The gap is even more glaring when one considers that the United States is located in a placid region with no serious rivals or pressing security concerns. Conversely, China is located in a region with numerous rivals (actual and potential), most notably Japan, Russia, Vietnam, and India, and confronts several volatile security issues, including territorial disputes in the East China and South China seas, Taiwan’s still unresolved status, and North Korea’s unpredictable, often destabilizing, behavior. Moreover, unlike the United States and most of its allies, the Chinese military has extensive responsibilities for maintaining domestic order. And given the unrest in both Tibet and Xinjiang, that is not a minor mission.

Writing in the Fall 2012 issue of the Washington Quarterly, Andrew Scobell, a senior political scientist at the RAND Corporation, and Andrew J. Nathan, Professor of Political Science at Columbia University, conclude that far from engaging in a wild spending spree producing a menacing increase in capabilities, China’s military is actually “overstretched,” given the country’s security challenges. They argue that the PLA “is far from able to successfully carry out all its most pressing military tasks within China’s borders and in its immediate neighborhood.” They note further that only recently and to a very limited extent has China begun to project military power beyond the extreme western Pacific.

The nature of Beijing’s military buildup tends to confirm the judgment of Scobell and Nathan. The overall goal has been to transform the PLA from a personnel-heavy force, designed to wage the kind of wars that characterized the 19th century and first half of the 20th century, into a modern, technologically sophisticated 21st century military. More specifically, the modernization program has emphasized developing anti-ship ballistic missiles, attack submarines, anti-satellite weapons, and various forms of cyber warfare. 

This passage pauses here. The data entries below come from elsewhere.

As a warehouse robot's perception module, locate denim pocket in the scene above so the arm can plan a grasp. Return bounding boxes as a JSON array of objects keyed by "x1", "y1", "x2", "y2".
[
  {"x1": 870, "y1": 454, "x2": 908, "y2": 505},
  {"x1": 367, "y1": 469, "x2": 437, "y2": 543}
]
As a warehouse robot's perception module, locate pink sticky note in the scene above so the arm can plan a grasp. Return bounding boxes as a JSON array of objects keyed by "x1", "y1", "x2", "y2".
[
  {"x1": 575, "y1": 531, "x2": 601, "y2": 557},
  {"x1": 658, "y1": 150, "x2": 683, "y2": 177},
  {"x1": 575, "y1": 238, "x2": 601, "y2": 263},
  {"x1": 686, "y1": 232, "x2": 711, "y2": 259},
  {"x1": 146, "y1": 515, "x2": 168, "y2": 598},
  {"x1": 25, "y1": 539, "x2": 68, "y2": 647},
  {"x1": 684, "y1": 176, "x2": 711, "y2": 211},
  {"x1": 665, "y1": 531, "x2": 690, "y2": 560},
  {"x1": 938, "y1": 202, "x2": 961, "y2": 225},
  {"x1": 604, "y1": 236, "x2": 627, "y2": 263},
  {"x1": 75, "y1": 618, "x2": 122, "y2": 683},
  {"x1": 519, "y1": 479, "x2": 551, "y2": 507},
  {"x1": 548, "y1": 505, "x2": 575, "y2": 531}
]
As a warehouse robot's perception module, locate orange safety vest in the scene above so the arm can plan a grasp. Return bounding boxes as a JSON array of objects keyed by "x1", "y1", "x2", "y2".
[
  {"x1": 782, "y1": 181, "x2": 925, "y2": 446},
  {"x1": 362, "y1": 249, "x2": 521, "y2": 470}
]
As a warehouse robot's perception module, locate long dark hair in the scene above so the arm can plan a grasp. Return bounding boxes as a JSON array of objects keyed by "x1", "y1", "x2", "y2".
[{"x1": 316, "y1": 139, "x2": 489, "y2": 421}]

All of those changes appear to have a common purpose. They are primarily designed to enhance China’s ability to defend or advance its security interests in its neighborhood, not to project power over vast distances. Those regional interests include pressing its territorial claims in the South China Sea against competing claims from Vietnam, the Philippines, and other neighbors, waging a contest with Japan in the East China Sea over the disputed Senkaku/Diaoyu islands, and dealing with Taiwan’s de facto independence. The last issue remains an especially high priority for Chinese leaders. As a March 21, 2013 Congressional Research Service report noted, most observers “believe that China wants its military to be capable of acting as a so-called anti-access force — a force that can deter US intervention in a conflict involving Taiwan, or failing that, delay the arrival or reduce the effectiveness of intervening US naval and air forces.”

The Chinese buildup certainly poses a concern if the United States persists in its implied policy of intervening in the event of a conflict between Beijing and Taipei. The potential costs of enforcing that policy are rising, and the wisdom of continuing it is increasingly doubtful. China’s neighbors, especially Taiwan and Japan, also might be wise to reassess their own tepid levels of defense spending. In particular, indications coming out of Tokyo that the new government of Prime Minister Shinzo Abe might decide to abolish the country’s self-imposed limit of spending no more than one percent of its gross domestic product on the military are long overdue.

But the modest increases in Beijing’s military capabilities are a far cry from China seeking to become a global military rival of the United States. China already is a major global economic and diplomatic player, and it is now a serious regional military power as well. But the PRC is still decades away from competing with America’s military clout on a global basis, if such a challenge ever emerges. Beijing’s latest defense budget does not change that reality in any meaningful way.

Ted Galen Carpenter, a senior fellow for defense and foreign policy studies at the Cato Institute, is a co-author of “The Korean Conundrum: America’s Troubled Relations With North and South Korea.”